Contudo, o agressor recorreu e o Tribunal da Relação do Porto revogou essa decisão de primeira instância (argumentando com factores que, pelo que se percebe, têm a ver com incompetência jurídico-processual nessa primeira decisão) e mandou retirar-lhe a pulseira electrónica.
Desde então, a vítima vive escondida, dizendo-se com medo de sair à rua e ser (novamente) agredida (até porque diz já ter recebido ameaças através de familiares) ou de que o agressor descubra a sua morada actual. E daí o lamento inicialmente citado.
Esta é (mais) uma forma da violência (porque consequência violenta, no mínimo, mental e emocionalmente) associada à que chamam (inclusive a lei) de “doméstica”, o que é lógico por ser caracterizada por agressões de pessoas com quem a vítima tem ou teve uma relação afectiva ou, mesmo, vive em comunhão de habitação.
Outra associada forma de violência (porque também consequência violenta) “doméstica” é a das crianças, algumas de tenra idade, que muitas vezes assistem à agressão (se não ao assassínio), muito embora, legalmente, nem sequer sejam, nesse âmbito, consideradas vítimas.
Ou a das crianças que, mesmo não assistindo à agressão, são deixadas órfãs, a sofrer a morte das mães em contexto de violência doméstica, crianças ou em geral menores que, segundo o Instituto de Apoio à Criança (IAC), são, neste momento, cerca de mil.
Crianças que, assim, – violência chocante – com seis ou sete anos, se tornam, pelo permanente sofrimento (ainda que mudo), um “adulto de 20 anos”, citando um responsável do IAC, se tornam um “adulto em miniatura”.
Sim, estas e outras são as violentas consequências da “pura e dura” violência doméstica” que, este ano, já levou à morte, assassinadas, 10 mulheres e uma criança, expressão mais dramática de um quadro cujos registos se têm vindo a agravar: em 2017, as forças de segurança registaram 26.713 ocorrências de violência doméstica; em 2018, morreram 28 mulheres por agressão “doméstica”; desde 2004, já se contam 503 homicídios conjugais. Entre 2010 e 2017, verificou-se uma média de 20.000 participações de violência doméstica por ano às autoridades policiais. Mas o que é grave é que para além da formalidade (“papelada”) dessas participações, em 14 anos, por violência doméstica, houve mais de 600 tentativas de homicídio e, neste âmbito, morreram 472 mulheres.
Indecência
Outra forma de violência que, no sentido atrás referido, também é muito “doméstica”, é o abuso sexual de crianças.

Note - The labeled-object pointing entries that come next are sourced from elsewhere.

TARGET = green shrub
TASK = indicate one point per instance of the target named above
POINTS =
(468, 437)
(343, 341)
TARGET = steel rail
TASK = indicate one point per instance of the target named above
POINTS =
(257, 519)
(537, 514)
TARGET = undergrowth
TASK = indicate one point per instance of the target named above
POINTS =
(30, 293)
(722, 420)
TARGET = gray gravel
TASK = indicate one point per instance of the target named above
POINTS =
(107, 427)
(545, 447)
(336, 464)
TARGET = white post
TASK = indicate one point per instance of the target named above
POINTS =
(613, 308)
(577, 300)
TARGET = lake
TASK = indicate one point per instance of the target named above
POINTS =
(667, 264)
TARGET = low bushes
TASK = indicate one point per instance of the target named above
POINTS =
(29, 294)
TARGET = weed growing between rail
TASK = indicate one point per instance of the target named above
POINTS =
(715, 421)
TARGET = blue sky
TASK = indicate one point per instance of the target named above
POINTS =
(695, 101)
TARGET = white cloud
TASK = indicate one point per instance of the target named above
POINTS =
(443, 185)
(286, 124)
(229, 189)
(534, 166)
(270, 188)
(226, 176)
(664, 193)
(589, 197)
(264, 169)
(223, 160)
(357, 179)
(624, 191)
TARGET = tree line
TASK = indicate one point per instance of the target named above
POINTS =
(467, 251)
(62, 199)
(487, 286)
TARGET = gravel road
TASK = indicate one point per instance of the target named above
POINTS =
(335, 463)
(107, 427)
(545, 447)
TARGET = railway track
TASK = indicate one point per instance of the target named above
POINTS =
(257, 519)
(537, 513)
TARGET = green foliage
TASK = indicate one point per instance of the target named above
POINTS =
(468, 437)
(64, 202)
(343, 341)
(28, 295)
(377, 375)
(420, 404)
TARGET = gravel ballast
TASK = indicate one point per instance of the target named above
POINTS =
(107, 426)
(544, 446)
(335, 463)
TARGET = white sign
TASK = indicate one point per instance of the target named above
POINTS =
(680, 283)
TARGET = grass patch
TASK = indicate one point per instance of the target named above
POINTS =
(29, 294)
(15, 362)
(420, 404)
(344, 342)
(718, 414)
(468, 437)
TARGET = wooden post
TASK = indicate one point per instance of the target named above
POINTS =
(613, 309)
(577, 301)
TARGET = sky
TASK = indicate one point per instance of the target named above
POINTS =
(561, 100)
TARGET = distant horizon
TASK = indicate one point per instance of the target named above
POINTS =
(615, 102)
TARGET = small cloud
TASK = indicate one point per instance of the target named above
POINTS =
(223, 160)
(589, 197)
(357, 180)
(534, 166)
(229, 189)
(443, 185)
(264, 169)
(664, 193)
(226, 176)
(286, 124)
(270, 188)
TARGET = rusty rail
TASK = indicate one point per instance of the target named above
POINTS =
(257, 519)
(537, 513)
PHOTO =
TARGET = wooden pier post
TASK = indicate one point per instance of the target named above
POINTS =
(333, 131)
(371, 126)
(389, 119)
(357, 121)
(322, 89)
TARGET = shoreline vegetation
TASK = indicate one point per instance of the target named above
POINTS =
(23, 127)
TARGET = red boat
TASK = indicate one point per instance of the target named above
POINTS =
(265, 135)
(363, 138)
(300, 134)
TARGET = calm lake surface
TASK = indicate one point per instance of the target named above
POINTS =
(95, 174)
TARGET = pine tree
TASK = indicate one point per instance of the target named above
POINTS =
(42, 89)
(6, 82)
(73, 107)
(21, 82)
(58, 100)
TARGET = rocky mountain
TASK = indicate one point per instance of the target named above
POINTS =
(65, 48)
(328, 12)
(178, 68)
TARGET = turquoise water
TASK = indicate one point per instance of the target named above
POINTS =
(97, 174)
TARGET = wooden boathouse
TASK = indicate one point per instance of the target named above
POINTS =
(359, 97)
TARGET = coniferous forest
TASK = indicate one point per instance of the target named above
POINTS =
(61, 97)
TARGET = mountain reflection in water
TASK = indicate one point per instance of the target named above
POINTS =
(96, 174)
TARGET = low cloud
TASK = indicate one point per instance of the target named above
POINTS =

Uma forma de violência cuja perversidade se destaca pela indecência, no sentido mais pejorativo e repugnante que se queira conferir a esta palavra.
Sendo certo que muita, mas mesmo muita, coisa aconteceu desta ordem em que não houve constituição de arguidos ou, sequer, as situações passaram pelo crivo dos tribunais (ou até do conhecimento de alguém), dá uma ideia da dimensão desta violência indecente (ou indecência violenta) que, em 2016 (último ano para o qual há dados conhecidos tendo como fonte o Ministério da Justiça [1]), houve a constituição de 366 arguidos por abuso sexual de crianças.
Inocência
Estas formas de violência e indecência, para além do quanto revolta a brutalidade da agressão física, mental e à dignidade de pessoas, é ainda mais revoltante porque, objectivamente, os agressores, cobardemente, se aproveitam da inocência das vítimas.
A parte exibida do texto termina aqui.